For the remainder of his life, Damien was a fearless advocate for his people. In a letter to his brother, Pamphile, he wrote “…I make myself a leper with the lepers to gain all to Jesus Christ.
Damien saw to both the spiritual needs and the temporal needs of the people of Kalaupapa. He dressed ulcers, built churches and homes and coffin. He organized schools and farms and saw to it that laws were enforced.
In 1884 Damien contracted leprosy. He died on April 15, 1889, and was laid to rest next to St. Philomena Church in Kalawao among his beloved lepers. In 1936, his remains were returned to his native land at the request of the Belgian Government. He was declared Venerable by Pope Paul VI in 1977, beatified by Pope John Paul II in 1995 and canonized by Pope Benedict XVI in 2009.
He served for 16 years in Kalaupapa, but his legacy as a hero of charity will serve as a model for generations to come.
In 1883, the Kingdom of Hawaii put out a call for assistance to religious communities to open a hospital for leprosy patients on Oahu. Only Mother Marianne Cope, superior general of the Sisters of Saint Francis in Syracuse, N.Y., responded. “I am not afraid of any disease…,” she said. On Nov. 8, 1883, six sisters and Mother Marianne arrived in Honolulu on the SS Mariposa.
In 1888, Mother Marianne responded again when the government asked for help in founding a home for women and girls in Kalaupapa. She arrived several months before Fr. Damien’s death and assured the dying priest she would also care for the patients at the Boys’ Home in Kalawao. After Damien’s death, she built a new boys’ home and on its completion, suggested that Brothers be invited to run it. When they arrived in 1893, she withdrew the Sisters working there to work with her at the Bishop Home. She died of natural causes on Aug.9, 1918, almost 35 years after arriving in Hawaii.
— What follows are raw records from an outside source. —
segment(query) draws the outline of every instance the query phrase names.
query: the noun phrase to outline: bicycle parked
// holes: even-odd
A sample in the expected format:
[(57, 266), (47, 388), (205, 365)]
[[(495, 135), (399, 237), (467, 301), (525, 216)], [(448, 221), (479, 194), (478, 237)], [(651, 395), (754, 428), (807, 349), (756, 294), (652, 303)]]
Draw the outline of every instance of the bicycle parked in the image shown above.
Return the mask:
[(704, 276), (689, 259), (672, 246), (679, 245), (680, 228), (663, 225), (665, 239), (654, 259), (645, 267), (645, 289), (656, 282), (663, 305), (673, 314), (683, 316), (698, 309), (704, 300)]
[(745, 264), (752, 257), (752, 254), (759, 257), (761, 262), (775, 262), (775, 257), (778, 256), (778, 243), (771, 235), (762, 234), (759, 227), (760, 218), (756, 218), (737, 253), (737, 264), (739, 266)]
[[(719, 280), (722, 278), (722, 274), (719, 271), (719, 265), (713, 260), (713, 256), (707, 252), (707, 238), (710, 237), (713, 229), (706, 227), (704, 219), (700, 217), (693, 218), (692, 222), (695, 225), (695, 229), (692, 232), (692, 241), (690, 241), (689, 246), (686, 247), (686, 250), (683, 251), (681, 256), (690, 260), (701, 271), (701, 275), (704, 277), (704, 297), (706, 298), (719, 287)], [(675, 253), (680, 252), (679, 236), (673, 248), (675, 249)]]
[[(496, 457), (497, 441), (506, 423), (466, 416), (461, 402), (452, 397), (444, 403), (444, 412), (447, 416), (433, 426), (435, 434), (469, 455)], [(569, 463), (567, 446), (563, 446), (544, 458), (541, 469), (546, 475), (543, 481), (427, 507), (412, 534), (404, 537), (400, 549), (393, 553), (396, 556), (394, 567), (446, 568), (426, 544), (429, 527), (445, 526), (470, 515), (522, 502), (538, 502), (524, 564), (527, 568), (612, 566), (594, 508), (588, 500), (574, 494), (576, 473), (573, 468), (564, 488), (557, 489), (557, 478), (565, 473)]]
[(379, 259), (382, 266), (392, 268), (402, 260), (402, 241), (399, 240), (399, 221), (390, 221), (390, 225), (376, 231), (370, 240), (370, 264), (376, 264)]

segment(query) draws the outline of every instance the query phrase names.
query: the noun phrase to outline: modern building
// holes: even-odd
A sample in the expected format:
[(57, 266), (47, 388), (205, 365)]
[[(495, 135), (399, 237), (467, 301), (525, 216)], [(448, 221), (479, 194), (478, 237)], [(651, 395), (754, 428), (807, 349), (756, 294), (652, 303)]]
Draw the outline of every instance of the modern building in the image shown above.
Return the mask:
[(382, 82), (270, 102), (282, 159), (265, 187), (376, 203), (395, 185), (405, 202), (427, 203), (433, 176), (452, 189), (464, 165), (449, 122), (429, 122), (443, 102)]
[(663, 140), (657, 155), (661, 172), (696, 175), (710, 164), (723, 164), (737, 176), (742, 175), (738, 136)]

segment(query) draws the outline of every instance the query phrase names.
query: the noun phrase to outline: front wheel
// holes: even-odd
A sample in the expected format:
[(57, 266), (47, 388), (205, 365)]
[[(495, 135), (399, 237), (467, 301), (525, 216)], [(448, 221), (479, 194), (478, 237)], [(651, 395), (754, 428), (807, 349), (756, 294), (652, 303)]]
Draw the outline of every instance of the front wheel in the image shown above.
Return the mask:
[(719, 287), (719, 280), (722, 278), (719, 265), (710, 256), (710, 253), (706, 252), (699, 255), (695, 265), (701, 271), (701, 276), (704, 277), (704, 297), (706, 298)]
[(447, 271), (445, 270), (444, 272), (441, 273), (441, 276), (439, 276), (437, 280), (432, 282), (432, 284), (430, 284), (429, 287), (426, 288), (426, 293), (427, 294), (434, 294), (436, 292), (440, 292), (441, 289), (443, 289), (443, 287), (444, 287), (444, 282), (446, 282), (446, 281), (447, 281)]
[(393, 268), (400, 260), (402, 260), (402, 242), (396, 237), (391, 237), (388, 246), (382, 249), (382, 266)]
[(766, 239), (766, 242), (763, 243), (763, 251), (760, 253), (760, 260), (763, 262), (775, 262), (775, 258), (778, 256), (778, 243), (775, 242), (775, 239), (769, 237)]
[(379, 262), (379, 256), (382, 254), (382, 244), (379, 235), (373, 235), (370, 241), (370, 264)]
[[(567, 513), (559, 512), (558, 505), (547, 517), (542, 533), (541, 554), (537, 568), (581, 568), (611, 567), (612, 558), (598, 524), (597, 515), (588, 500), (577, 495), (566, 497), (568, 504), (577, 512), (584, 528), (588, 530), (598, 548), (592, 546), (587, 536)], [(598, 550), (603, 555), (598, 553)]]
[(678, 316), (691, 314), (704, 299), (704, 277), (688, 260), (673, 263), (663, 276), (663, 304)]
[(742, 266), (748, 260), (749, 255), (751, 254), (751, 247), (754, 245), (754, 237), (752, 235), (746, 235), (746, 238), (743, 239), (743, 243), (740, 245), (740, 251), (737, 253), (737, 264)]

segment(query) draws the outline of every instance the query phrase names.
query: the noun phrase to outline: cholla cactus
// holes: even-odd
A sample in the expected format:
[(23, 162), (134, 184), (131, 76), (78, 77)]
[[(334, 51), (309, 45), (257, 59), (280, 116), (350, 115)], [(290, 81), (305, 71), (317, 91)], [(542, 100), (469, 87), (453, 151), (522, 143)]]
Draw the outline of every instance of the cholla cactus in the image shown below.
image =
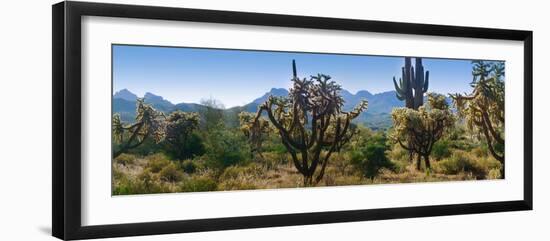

Mother Marianne, formerly Barbara Koob, was born on Jan. 23, 1838 in Germany. Her family emigrated to New York in 1839. She entered the Sisters of Saint Francis and was invested in 1862. She began her career as nurse administrator in 1870. She was known to be ahead of her time in the treatment of patients and sponsored programs or classes in connection with hospitals in Syracuse, Honolulu and Kalaupapa. At Kalaupapa, she fostered an interest in color harmony, needlework and landscaping.
In 2004, Pope John Paul II declared her Venerable. Mother Marianne was beatified in 2005 and was canonized in 2012.
Known as the Heroine of Moloka’i, Mother Marianne was an inspiration to the sisters she worked with, to the patients she cared for and is an inspiration today for the enduring witness of her selfless ministry.